Asking for advice: my parents keep renovating their McMansion, my sister and I have debts

Would those who spend money renovating their McMansions be better served by helping their adult children with that money? From the one seeking advice:

My parents (mom and stepdad) are in their 70s, retired, healthy, and doing well financially. They spend their money on traveling the globe and constantly remodeling their new Florida McMansion. That’s fine. They can spend their money on whatever makes them happy…

My sister had joint-replacement surgery and has high medical bills. I am going through a legal fight with a previous employer, am unemployed for the first time in my life (I’ve had a job since I was 14), and legal bills are eating my 401(k). Our parents know the details. We’re not asking for any help.

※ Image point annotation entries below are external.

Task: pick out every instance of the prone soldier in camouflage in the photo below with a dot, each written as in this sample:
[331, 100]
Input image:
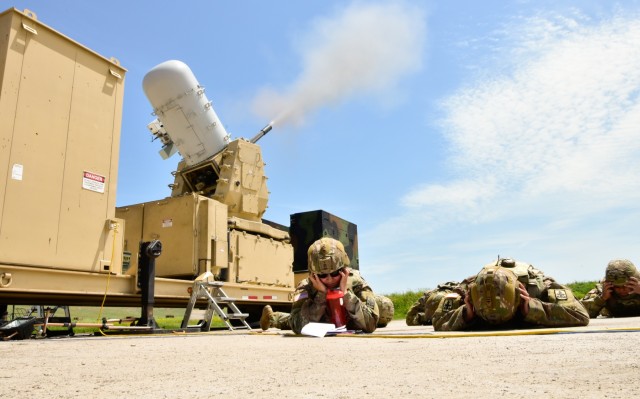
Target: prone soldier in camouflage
[328, 269]
[355, 284]
[280, 320]
[509, 294]
[618, 295]
[422, 310]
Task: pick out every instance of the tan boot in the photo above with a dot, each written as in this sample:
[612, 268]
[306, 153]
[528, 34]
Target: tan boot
[265, 319]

But I don’t want to get on the phone with my mom and have to hear all the issues of remodeling rooms that looked perfectly fine when I visited a year ago. Plus they don’t even ask how things are going with their children and grandchildren. It’s all talk about superficial things and how awesome they are doing.

Advice columnist responds:

But let’s back up for a second. You’ve presented this as a two-item menu: either endure your mom’s affluenza, or stop calling your parents.

There’s a middle choice, though: truth. “Mom, [sister] and I are buried in legal and medical bills. I can’t sympathize over expensive renovations.”

It does not sound as though the McMansion is the actual problem. Yes, the letter writer is upset because the mom both spends money on their McMansion (which, in the letter writer’s opinion, does not need more work) and then spends a lot of time talking about it. But, it seems as though the McMansion could be replaced by a number of objects or hobbies associated with people with resources. It could be golf, fixing up old cars, buying collectible items, playing bridge, or any number of things that, according to the letter-writer, keep the mom from paying sufficient attention to her kids.

At the same time, the McMansion is a potent symbol here. Since it is such a pejorative and loaded term, it leads readers toward a particular kind of person: one with poor taste in architecture, lots of money, and an interest in flaunting their status through their home. Additionally, who would prioritize their expensive home over the real needs of their children? These are not just parents who happen to live in a McMansion; these are unlikable McMansion owners.

Are McMansion owners on the whole more generous with their family? Do they have money to spare and give it away? Others have argued McMansions are bad for children; it is not clear from this letter whether the advice seeker grew up in this home. Could a whole generation of Americans reveal hurts produced by or in McMansions? Even with the attention they receive, widespread tales of childhood McMansion woes are unlikely given the actual number of McMansions in the United States.